Para cada pessoa que nasce, mora ou está de passagem é necessário proporcionar condições de vida dignas, de inserção social de acordo com suas precariedades e potencialidades rompendo com as discriminações e exclusões.
A comunidade, com sua rede de cuidado e proteção passa então a ser o centro potencializado para buscar soluções para os problemas referentes à vida das pessoas, prevenindo assim a doença como um todo e promovendo a saúde integral não só do indivíduo, mas comunidade como um todo e garantindo assim a inclusão deste sujeito que sofre, mas apesar disso pode viver de maneira harmoniosa neste lugar de pertencimento, que poderá contribuir para a sua estabilidade.
Loiva Maria De Boni Santos
CRP – Conselho Regional de Psicologia do RS
***
06 de abril de 2009 ZH - N° 15930
ARTIGOS
Dia para repensar a saúde mental no Brasil, por Germano Bonow*
Amanhã é o Dia Mundial da Saúde, data que é comemorada desde 1950 para lembrar a criação da Organização Mundial da Saúde (OMS). Neste 7 de abril, é bom lembrar que saúde, segundo a constituição da OMS, é definida como um “estado de completo bem-estar físico, mental e social, não consistindo somente da ausência de enfermidade”.
Neste dia, gostaria de lembrar que um tipo de saúde, a saúde mental, vem sendo sistematicamente negligenciado pelos governantes. Nos últimos 20 anos, foram fechados 80 mil leitos no Brasil e não foram substituídos por nenhum outro modelo de atendimento eficaz. A intenção desta nova política de saúde mental seria abrir leitos psiquiátricos em hospitais gerais. Neste período, abriram-se somente 2,6 mil desses leitos. Onde foi atendido o restante dos pacientes, levando em conta, ainda, o aumento da população nessas duas décadas?
A expectativa da atual política de saúde mental é de que os centros de atendimento psicossocial, os chamados Caps, pudessem dar este atendimento em nível ambulatorial. Ocorre que nestes casos a internação é fundamental, basta olharmos o número de pacientes mentais que se encontram abandonados nas ruas, como mendigos, nos presídios e nas casas daqueles que não podem pagar um tratamento particular. Recentemente, o Sindicato Médico do Rio Grande do Sul (Simers) fez uma campanha publicitária intitulada “Loucura é não ter leitos psiquiátricos”, chamando a atenção para este problema.
Para que esta questão seja enfrentada, é preciso retirar determinados mitos do debate. Um deles é a questão dos manicômios. Não conheço ninguém que seja a favor de manicômios. É necessário que se entenda que o hospital psiquiátrico que se quer é um hospital especializado em psiquiatria, como existem os especializados em cardiologia, otorrino, traumatologia, entre outros.

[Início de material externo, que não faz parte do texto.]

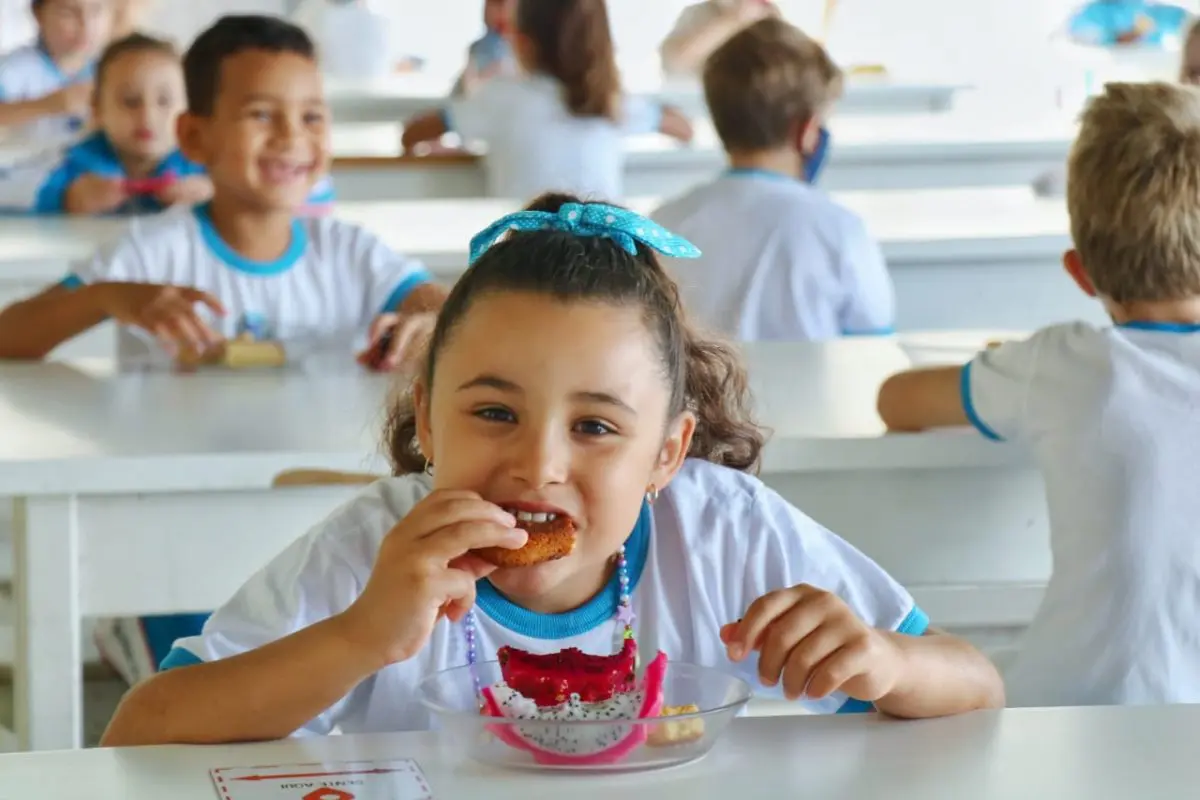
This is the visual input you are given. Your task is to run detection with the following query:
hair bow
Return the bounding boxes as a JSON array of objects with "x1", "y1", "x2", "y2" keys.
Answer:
[{"x1": 470, "y1": 203, "x2": 700, "y2": 264}]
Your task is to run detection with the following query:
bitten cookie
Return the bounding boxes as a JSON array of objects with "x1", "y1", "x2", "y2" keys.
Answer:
[{"x1": 475, "y1": 517, "x2": 575, "y2": 567}]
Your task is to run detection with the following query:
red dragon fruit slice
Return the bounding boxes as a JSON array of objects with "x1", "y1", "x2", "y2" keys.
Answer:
[
  {"x1": 498, "y1": 638, "x2": 637, "y2": 706},
  {"x1": 482, "y1": 639, "x2": 667, "y2": 766}
]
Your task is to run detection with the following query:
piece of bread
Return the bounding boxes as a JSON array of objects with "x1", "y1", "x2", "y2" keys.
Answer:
[
  {"x1": 474, "y1": 517, "x2": 575, "y2": 567},
  {"x1": 646, "y1": 704, "x2": 704, "y2": 747}
]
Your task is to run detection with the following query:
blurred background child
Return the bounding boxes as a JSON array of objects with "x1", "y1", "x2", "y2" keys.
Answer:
[{"x1": 0, "y1": 0, "x2": 113, "y2": 140}]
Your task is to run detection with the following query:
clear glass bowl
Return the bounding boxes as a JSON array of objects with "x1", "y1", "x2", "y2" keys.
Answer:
[{"x1": 416, "y1": 661, "x2": 751, "y2": 771}]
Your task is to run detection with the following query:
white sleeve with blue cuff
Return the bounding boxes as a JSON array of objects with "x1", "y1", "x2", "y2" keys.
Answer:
[{"x1": 960, "y1": 333, "x2": 1044, "y2": 441}]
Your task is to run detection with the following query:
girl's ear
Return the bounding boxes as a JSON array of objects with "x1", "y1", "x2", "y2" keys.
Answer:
[
  {"x1": 413, "y1": 380, "x2": 433, "y2": 463},
  {"x1": 649, "y1": 411, "x2": 696, "y2": 489}
]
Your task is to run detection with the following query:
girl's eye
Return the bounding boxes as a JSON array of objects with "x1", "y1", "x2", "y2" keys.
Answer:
[
  {"x1": 575, "y1": 420, "x2": 614, "y2": 437},
  {"x1": 475, "y1": 405, "x2": 516, "y2": 422}
]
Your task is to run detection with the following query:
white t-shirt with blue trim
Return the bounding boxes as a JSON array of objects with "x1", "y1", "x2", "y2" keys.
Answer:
[
  {"x1": 443, "y1": 74, "x2": 662, "y2": 201},
  {"x1": 64, "y1": 204, "x2": 433, "y2": 366},
  {"x1": 961, "y1": 323, "x2": 1200, "y2": 705},
  {"x1": 0, "y1": 43, "x2": 95, "y2": 142},
  {"x1": 163, "y1": 459, "x2": 929, "y2": 734},
  {"x1": 650, "y1": 170, "x2": 895, "y2": 342},
  {"x1": 0, "y1": 131, "x2": 336, "y2": 215}
]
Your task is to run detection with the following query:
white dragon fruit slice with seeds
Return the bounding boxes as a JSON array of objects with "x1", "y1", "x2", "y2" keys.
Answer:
[{"x1": 482, "y1": 652, "x2": 667, "y2": 766}]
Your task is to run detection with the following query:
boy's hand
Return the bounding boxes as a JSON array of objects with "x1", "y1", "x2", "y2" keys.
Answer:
[
  {"x1": 358, "y1": 312, "x2": 438, "y2": 372},
  {"x1": 341, "y1": 489, "x2": 528, "y2": 668},
  {"x1": 155, "y1": 175, "x2": 212, "y2": 205},
  {"x1": 42, "y1": 80, "x2": 92, "y2": 118},
  {"x1": 64, "y1": 175, "x2": 130, "y2": 213},
  {"x1": 721, "y1": 584, "x2": 904, "y2": 703},
  {"x1": 98, "y1": 283, "x2": 226, "y2": 356}
]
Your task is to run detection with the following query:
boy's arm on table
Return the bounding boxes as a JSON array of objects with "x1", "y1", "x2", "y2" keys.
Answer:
[
  {"x1": 101, "y1": 615, "x2": 385, "y2": 747},
  {"x1": 401, "y1": 112, "x2": 449, "y2": 152},
  {"x1": 877, "y1": 367, "x2": 971, "y2": 431},
  {"x1": 0, "y1": 283, "x2": 112, "y2": 361},
  {"x1": 875, "y1": 630, "x2": 1004, "y2": 718}
]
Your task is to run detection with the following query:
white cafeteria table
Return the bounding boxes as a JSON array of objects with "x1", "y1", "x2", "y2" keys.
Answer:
[
  {"x1": 0, "y1": 332, "x2": 1050, "y2": 750},
  {"x1": 326, "y1": 71, "x2": 967, "y2": 122},
  {"x1": 0, "y1": 705, "x2": 1200, "y2": 800},
  {"x1": 0, "y1": 187, "x2": 1104, "y2": 355},
  {"x1": 334, "y1": 110, "x2": 1075, "y2": 200}
]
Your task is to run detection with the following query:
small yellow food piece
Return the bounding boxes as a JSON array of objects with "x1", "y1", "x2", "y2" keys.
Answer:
[{"x1": 646, "y1": 704, "x2": 704, "y2": 747}]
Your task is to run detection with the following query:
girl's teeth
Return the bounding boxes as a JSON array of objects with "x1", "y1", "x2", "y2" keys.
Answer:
[{"x1": 510, "y1": 510, "x2": 558, "y2": 522}]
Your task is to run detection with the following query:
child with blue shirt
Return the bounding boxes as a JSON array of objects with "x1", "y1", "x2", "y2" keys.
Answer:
[
  {"x1": 0, "y1": 16, "x2": 444, "y2": 682},
  {"x1": 652, "y1": 18, "x2": 895, "y2": 341},
  {"x1": 452, "y1": 0, "x2": 516, "y2": 95},
  {"x1": 103, "y1": 196, "x2": 1003, "y2": 746},
  {"x1": 403, "y1": 0, "x2": 692, "y2": 201},
  {"x1": 0, "y1": 0, "x2": 113, "y2": 140},
  {"x1": 878, "y1": 83, "x2": 1200, "y2": 705},
  {"x1": 17, "y1": 34, "x2": 212, "y2": 213}
]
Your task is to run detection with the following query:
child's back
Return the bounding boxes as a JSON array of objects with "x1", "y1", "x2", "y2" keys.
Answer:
[
  {"x1": 988, "y1": 324, "x2": 1200, "y2": 705},
  {"x1": 654, "y1": 19, "x2": 894, "y2": 341},
  {"x1": 654, "y1": 170, "x2": 894, "y2": 341},
  {"x1": 404, "y1": 0, "x2": 691, "y2": 199},
  {"x1": 880, "y1": 84, "x2": 1200, "y2": 705}
]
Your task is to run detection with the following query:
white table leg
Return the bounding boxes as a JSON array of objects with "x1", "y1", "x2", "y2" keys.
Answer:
[{"x1": 13, "y1": 497, "x2": 83, "y2": 750}]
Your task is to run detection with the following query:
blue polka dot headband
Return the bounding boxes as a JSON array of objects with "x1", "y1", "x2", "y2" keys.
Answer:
[{"x1": 470, "y1": 203, "x2": 700, "y2": 264}]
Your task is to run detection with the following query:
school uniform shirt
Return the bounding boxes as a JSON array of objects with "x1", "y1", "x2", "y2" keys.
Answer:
[
  {"x1": 961, "y1": 323, "x2": 1200, "y2": 705},
  {"x1": 62, "y1": 204, "x2": 432, "y2": 366},
  {"x1": 443, "y1": 74, "x2": 662, "y2": 201},
  {"x1": 0, "y1": 131, "x2": 335, "y2": 215},
  {"x1": 650, "y1": 170, "x2": 895, "y2": 342},
  {"x1": 0, "y1": 43, "x2": 95, "y2": 140},
  {"x1": 162, "y1": 459, "x2": 929, "y2": 734}
]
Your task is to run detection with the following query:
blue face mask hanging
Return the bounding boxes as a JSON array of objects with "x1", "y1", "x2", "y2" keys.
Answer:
[{"x1": 804, "y1": 127, "x2": 829, "y2": 184}]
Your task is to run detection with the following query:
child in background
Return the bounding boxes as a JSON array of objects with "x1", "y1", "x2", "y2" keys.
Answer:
[
  {"x1": 403, "y1": 0, "x2": 691, "y2": 200},
  {"x1": 659, "y1": 0, "x2": 779, "y2": 76},
  {"x1": 653, "y1": 19, "x2": 895, "y2": 341},
  {"x1": 0, "y1": 0, "x2": 113, "y2": 140},
  {"x1": 18, "y1": 34, "x2": 212, "y2": 213},
  {"x1": 0, "y1": 16, "x2": 444, "y2": 681},
  {"x1": 104, "y1": 196, "x2": 1003, "y2": 746},
  {"x1": 880, "y1": 84, "x2": 1200, "y2": 705},
  {"x1": 451, "y1": 0, "x2": 516, "y2": 96}
]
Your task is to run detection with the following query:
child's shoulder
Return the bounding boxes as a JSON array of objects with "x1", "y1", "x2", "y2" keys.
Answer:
[
  {"x1": 655, "y1": 458, "x2": 821, "y2": 549},
  {"x1": 304, "y1": 475, "x2": 432, "y2": 564}
]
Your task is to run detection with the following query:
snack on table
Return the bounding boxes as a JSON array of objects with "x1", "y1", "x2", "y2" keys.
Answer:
[
  {"x1": 646, "y1": 703, "x2": 704, "y2": 747},
  {"x1": 474, "y1": 515, "x2": 575, "y2": 567},
  {"x1": 481, "y1": 638, "x2": 667, "y2": 766}
]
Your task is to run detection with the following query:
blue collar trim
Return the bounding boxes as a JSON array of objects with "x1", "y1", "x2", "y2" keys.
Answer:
[
  {"x1": 475, "y1": 501, "x2": 653, "y2": 640},
  {"x1": 192, "y1": 203, "x2": 308, "y2": 276},
  {"x1": 1117, "y1": 319, "x2": 1200, "y2": 333}
]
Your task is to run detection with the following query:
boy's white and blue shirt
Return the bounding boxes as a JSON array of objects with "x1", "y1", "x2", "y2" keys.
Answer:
[
  {"x1": 162, "y1": 459, "x2": 929, "y2": 735},
  {"x1": 961, "y1": 321, "x2": 1200, "y2": 705},
  {"x1": 442, "y1": 74, "x2": 662, "y2": 201},
  {"x1": 62, "y1": 204, "x2": 433, "y2": 366},
  {"x1": 650, "y1": 169, "x2": 895, "y2": 342},
  {"x1": 0, "y1": 42, "x2": 96, "y2": 142}
]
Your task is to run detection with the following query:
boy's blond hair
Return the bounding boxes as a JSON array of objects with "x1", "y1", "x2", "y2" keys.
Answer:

“Salvar vidas – Hospitais seguros em situações de emergência” é o tema das comemorações do Dia Mundial da Saúde em 2009. Em cada ano, a OMS aproveita a ocasião para fomentar a consciência sobre alguns temas-chave relacionados com a saúde mundial. No meu entender, é um excelente momento para a política de saúde mental no Brasil ser discutida e começar a ser revista.